Le député et membre du parti Tahya Tounes, Mustapha Ben Ahmed a réfuté toute reprise possible de l’activité parlementaire au sein de l’Assemblée des Représentants du Peuple (ARP). « Durant les derniers mois, l’ARP a fait l’objet d’une campagne ne visant plus certains élus mais l’institution en elle-même », a-t-il déclaré.
Lors de son passage sur la radio Express FM, Mustapha Ben Ahmed a affirmé que les leaders de partis politiques ont essayé d’influencer les élus lors de votes de lois, mais, pas de négociations avec des lobbys ou des hommes d’affaires à ce sujet. « Cela fait sept ans que je suis à l’ARP. Je n’ai pas été témoin de choses pareilles. Soit j’en étais inconscient, soit il s’agit d’une pure fiction ! », a-t-il avancé.
« Malheureusement, le discours du président met l’ensemble des députés dans le même sac. Nous avions mené des batailles au sein de l’ARP dont celle contre l’ingérence du président de l’ARP lorsqu’il a affirmé exercer la tâche de diplomatie parlementaire. Notre position était claire. L’ARP a barré la route à plusieurs accords douteux ! On ne peut pas considérer que l’ensemble de cette institution est défaillant ! », a-t-il critiqué. « Après tout, l’ARP reflète la situation de la société tunisienne ! Ceux qui se donnaient à des actes de violences ou à des mascarades sont considérés comme des héros par une grande partie de la société et bénéficient d’une grande popularité », a-t-il continué.
Par la suite, Mustapha Ben Ahmed a souligné l’importance d’identifier les véritables responsables de la dégradation de la situation de l’ARP et d’en identifier les causes.
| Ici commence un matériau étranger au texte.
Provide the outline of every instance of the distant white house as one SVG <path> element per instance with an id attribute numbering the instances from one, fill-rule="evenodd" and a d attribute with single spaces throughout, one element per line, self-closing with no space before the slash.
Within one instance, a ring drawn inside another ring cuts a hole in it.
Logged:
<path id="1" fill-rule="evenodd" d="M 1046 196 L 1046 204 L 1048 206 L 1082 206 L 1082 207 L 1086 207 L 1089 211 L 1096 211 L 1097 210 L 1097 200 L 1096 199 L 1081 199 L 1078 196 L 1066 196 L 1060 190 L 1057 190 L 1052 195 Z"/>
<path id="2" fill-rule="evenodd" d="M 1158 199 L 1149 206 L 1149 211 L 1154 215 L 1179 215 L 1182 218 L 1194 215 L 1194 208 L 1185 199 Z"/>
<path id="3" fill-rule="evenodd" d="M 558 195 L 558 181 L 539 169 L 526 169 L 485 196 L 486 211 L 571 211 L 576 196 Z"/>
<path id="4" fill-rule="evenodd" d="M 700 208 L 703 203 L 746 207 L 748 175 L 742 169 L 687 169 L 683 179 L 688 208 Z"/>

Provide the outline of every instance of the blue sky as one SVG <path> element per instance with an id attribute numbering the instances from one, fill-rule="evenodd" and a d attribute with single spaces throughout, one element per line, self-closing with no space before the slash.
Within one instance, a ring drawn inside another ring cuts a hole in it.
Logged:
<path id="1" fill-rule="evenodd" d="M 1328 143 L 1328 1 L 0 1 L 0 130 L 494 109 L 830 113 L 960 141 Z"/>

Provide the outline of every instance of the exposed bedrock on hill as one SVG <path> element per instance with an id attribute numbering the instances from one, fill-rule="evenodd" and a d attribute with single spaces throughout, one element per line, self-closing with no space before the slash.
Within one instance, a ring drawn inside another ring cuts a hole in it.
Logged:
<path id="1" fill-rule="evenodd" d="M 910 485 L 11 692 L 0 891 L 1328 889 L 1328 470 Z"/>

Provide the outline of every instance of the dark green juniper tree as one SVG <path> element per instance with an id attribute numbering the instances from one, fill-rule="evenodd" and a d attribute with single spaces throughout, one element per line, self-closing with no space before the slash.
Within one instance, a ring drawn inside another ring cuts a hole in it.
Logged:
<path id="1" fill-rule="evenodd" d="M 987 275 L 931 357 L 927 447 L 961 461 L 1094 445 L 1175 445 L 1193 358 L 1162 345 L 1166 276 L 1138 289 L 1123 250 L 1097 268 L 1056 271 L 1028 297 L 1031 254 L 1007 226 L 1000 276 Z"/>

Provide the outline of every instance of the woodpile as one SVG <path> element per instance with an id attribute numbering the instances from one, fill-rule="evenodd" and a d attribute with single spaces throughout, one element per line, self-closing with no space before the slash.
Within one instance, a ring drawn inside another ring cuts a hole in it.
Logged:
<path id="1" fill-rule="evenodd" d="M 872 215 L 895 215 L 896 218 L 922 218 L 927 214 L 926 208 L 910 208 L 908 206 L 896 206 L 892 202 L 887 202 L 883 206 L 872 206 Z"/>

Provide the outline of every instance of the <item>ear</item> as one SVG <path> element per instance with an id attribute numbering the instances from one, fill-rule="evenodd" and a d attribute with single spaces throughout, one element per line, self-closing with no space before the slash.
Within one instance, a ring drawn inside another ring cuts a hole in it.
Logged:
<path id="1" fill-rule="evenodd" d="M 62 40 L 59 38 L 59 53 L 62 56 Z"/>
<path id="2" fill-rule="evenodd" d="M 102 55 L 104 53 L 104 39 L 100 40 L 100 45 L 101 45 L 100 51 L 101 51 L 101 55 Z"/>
Il a considéré que toute atteinte à la crédibilité du parlement pourrait conduire à sa perte. « Or, on ne peut pas parler de démocratie sans parlement ! », a-t-il affirmé.
Pour ce qui est de la reprise de l’activité parlementaire, et rappelant qu’il considérait cela quasi-impossible, Mustapha Ben Ahmed a insisté sur l’extrême irritation exprimée par le peuple envers cette institution qui facilite la propagation de rumeurs.
« A l’exception de ceux qui ont été élus juste pour voter en faveur de lois et décisions, plusieurs personnes ont exercé leur rôle de députés avec honnêteté et intégrité… Ceux qui se sont enrichis sans causes, corrompus ou ayant enfreint la loi doivent assumer leurs responsabilités et être traduits en justice », a-t-il continué.
Par ailleurs, Mustapha Ben Ahmed a estimé que l’élection de personnes soupçonnées de corruption n’est que le résultat d’une loi électorale défaillante. « La loi n\’exige pas de Bulletin n°3 pour les candidats aux législatives mais aussi à la présidentielle. Or, on exige cela lors de recrutement dans les entreprises », a-t-il déploré.
« Ennahdha avait réussi à infiltrer Nidaa Tounes et l’entourage de Béji Caïd Essebsi ! Certains individus ont essayé d’influencer Béji Caïd Essebsi. C’est ce qui nous a menés vers l’alliance avec Ennahdha. Néanmoins, au niveau de l’ARP, nous n’avions pas normalisé cette alliance et nous étions en conflit. Par la suite, et en 2019, nous nous sommes ouvertement opposés à l’élection de Rached Ghannouchi au poste de président de l’ARP », a-t-il révélé.
Enfin, Mustapaha Ben Ahmed a considéré que la seule solution pour lutter contre la corruption reste la justice. « Nous sommes contre l’atteinte à la dignité des personnes et les campagnes de lynchage. Ceci influencera le juge qui statuera sur une affaire », a-t-il conclu.